Three Southern Governors Tout Medicaid Expansion Benefits
Also, a report says Wisconsin is leaving more than $206 million on the table by not fully expanding its Medicaid program, BadgerCare.
The Associated Press: Governors Tout Benefits Of Medicaid Expansion
Three governors who expanded Medicaid under the federal health care overhaul said Saturday there are economic and moral arguments for embracing a key part of the law, despite strong political opposition in their southern states. The Democratic governors of Arkansas, Kentucky and Maryland touted the success their states have seen in cutting the number of uninsured residents during a panel discussion at the Southern Governors' Association annual meeting in downtown Little Rock. Arkansas and Kentucky had the highest drop in the number of uninsured residents in a Gallup poll released earlier this month (DeMillo, 8/16).
Milwaukee Journal Sentinel: Wisconsin Loses $206M By Not Fully Expanding BadgerCare
Wisconsin taxpayers would have saved $206 million over two years -- 73 percent more than estimated -- if officials had fully expanded its main health care program for the poor under the federal Affordable Care Act, a new nonpartisan report shows.
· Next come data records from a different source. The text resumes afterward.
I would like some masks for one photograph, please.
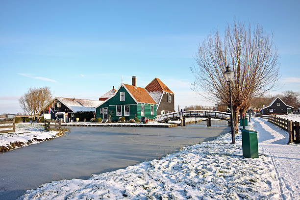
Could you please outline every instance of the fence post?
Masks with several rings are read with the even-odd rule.
[[[13,132],[15,132],[15,127],[16,127],[16,120],[14,118],[14,127],[13,127]]]
[[[289,142],[288,144],[293,143],[293,139],[292,137],[293,132],[293,121],[289,121],[288,122],[288,132],[289,132]]]
[[[296,134],[296,142],[297,143],[300,143],[300,130],[299,130],[299,122],[295,122],[295,125],[296,126],[295,133]]]

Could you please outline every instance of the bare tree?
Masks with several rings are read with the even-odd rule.
[[[21,107],[32,118],[38,117],[41,115],[44,107],[49,103],[52,98],[50,88],[44,87],[41,88],[29,88],[26,93],[19,100]]]
[[[227,24],[224,35],[219,30],[210,33],[199,46],[191,68],[195,77],[192,89],[207,100],[229,105],[229,86],[223,73],[232,66],[232,95],[235,131],[238,113],[247,109],[253,98],[276,86],[278,55],[272,36],[258,25],[234,21]]]
[[[282,100],[287,104],[294,107],[299,107],[300,106],[300,101],[299,93],[293,91],[286,91],[283,93]]]

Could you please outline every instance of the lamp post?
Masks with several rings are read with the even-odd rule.
[[[232,100],[231,99],[231,83],[232,82],[232,77],[233,76],[233,72],[231,71],[229,66],[226,67],[226,71],[224,72],[224,75],[226,81],[228,83],[229,86],[229,98],[230,100],[230,124],[231,125],[231,143],[235,143],[235,137],[234,136],[234,125],[233,120],[232,119]]]

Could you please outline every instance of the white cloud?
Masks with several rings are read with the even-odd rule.
[[[288,77],[283,78],[281,82],[284,83],[300,83],[300,78],[296,77]]]
[[[40,77],[40,76],[32,76],[31,74],[23,74],[23,73],[18,73],[18,75],[23,75],[23,76],[28,77],[31,78],[37,79],[39,80],[44,80],[45,81],[54,82],[56,81],[50,78],[46,78],[46,77]]]

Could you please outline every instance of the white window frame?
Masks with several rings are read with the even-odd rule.
[[[142,108],[143,108],[143,112],[142,112]],[[145,105],[142,104],[141,104],[141,115],[142,116],[145,115]]]
[[[128,115],[126,114],[126,110],[125,110],[125,106],[128,105]],[[130,114],[130,106],[129,105],[124,105],[124,115],[125,116],[129,116]]]
[[[154,115],[154,105],[151,105],[150,106],[150,111],[151,111],[151,115]]]
[[[118,106],[120,106],[121,109],[121,114],[119,115],[118,113]],[[116,113],[117,114],[117,116],[122,116],[122,106],[121,105],[117,105],[116,106]]]
[[[123,95],[123,100],[121,99],[122,94]],[[125,92],[120,92],[120,101],[125,101]]]

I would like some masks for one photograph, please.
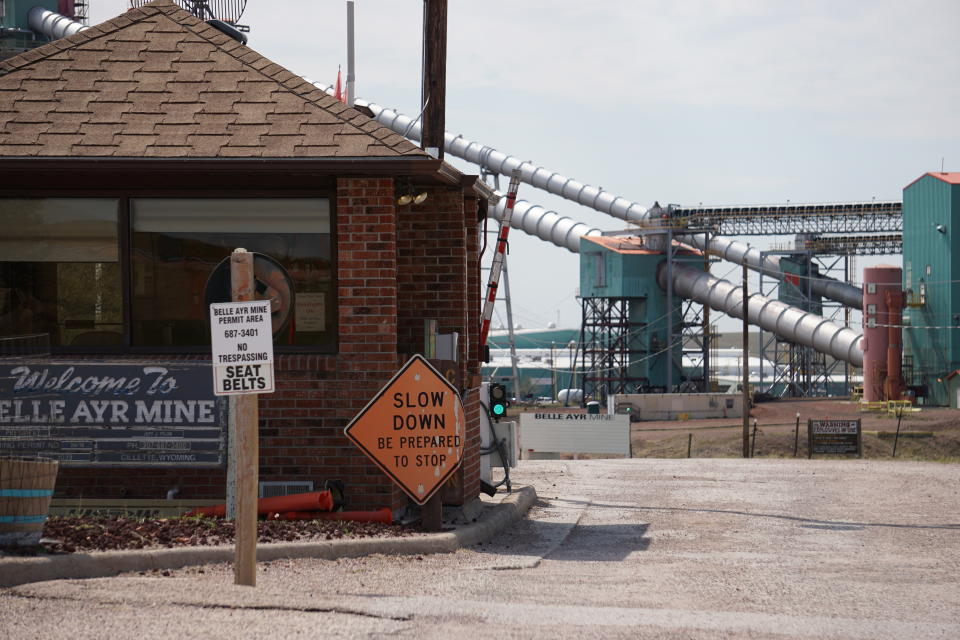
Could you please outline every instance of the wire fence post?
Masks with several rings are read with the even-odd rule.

If officials decide to change course and expand the program in the next state budget, state taxpayers would save another $261 million to $315 million through June 2017, according to the Legislative Fiscal Bureau. The bureau serves the Legislature and is widely respected by lawmakers from both sides of the aisle. In all, the state could have saved more than $500 million over 3-1/2 years, the report shows. That would have allowed Gov. Scott Walker and legislators to put more money toward schools or roads or cut taxes more deeply than they did over the last year (Marley, 8/17).